2:31PM — Did everything I could. Ran on the spot. Did squats. Nothing. Nothing. So I gave up. Then I put my thumb up my ass. Used to know a girl in the Sault who always did this. She was on top – boom – thumb up my ass. I was on top – boom – thumb up my ass. Anyways this one time when she did it I nearly crapped all over her hand. Can’t remember her name, but I’ll never forget her. She saved me on the train.
2:32PM — Hour later, train pulling into outskirts of Vienna. Intense abdominal pains. Intense. Bathroom door: locked. Some British girl doing her makeup. As of ten minuites after that, I officially hate anything that comes from British. Everything. Especially that woman.
2:34PM — Found an empty car. Well almost empty. Some folks at the front. I went to the back. And shat my pants. Real bad. But I got the badger out. And then squeezed my shat pants out a small window. Quickly redressed. Found an open bathroom, cleaned up. Blew a blood vessel in my left eye.
2:35PM — Only one place for me now. Italy. In Genoa now. I need oils. And hills for running. Hear there’s some nice villages here for that. I need to put on some skates. I need to stop hating Gary Bettman. I need to believe hockey will happen this season. I need to believe my asshole will work again, I need to believe I don’t need to fear eating. I need to eat salad. Lots and lots of oiled down salad. I need to think about what I’m going to do after hockey. I need one of these girls I’ve been undressing with my eyes to actually undress before my eyes. I need to finish high school. I may need to go to college. I need to find a way for my money to work for me. I need to know what that even means. I need to fire my agent. I need my asshole to stop stinging. I need to do laundry. Fuck it. In Italy I will re-fill my suitcase. After all, I just shat my pants. And now everything is different.
- “Cheap Throat: The Diary of a Locked-Out NHLer“. Read all the other entries here.
- “A Fan’s Note: How to Fix the NHL” by Mike Spry
- “Complicit in the NHL’s Demise: How the NHL & its players hate hockey, and how the fan is at fault” by Mike Spry
- The Barnstormer’s Take Hockey Back fan protest event



As an individual with Crohn’s Disease, I feel you pain. I know it all too well. Chin-up, keep moving forward.

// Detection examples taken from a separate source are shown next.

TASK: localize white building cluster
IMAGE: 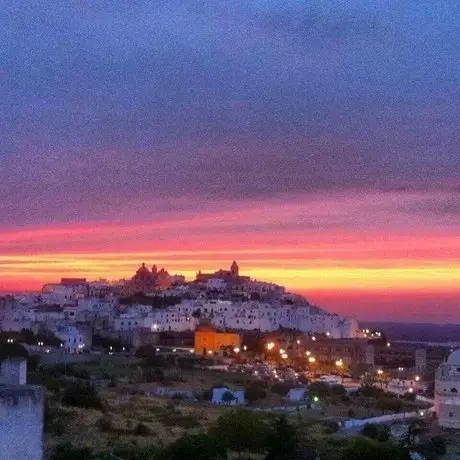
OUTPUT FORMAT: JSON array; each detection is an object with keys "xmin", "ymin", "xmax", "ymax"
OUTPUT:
[
  {"xmin": 0, "ymin": 262, "xmax": 359, "ymax": 352},
  {"xmin": 114, "ymin": 300, "xmax": 358, "ymax": 338}
]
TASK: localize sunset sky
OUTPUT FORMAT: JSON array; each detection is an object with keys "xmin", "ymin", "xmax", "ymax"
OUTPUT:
[{"xmin": 0, "ymin": 0, "xmax": 460, "ymax": 322}]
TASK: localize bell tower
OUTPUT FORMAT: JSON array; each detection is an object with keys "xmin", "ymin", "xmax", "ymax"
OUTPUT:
[{"xmin": 230, "ymin": 261, "xmax": 240, "ymax": 278}]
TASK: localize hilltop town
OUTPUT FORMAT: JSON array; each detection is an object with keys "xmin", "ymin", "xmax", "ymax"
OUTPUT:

I have legitimately sought the Lord’s assistance in the bathroom before, you are not alone
i cried i was laughing so hard at this, best one yet
Great post. I have been there bro. There is no pain like a strained assmuscle sphincter thing.
I crap at will. Near toilets. I like to shit at home mostly. But, you are in the NHL, assuming there is one. I am playing in the shitty rink near my house. Judgement = you are better.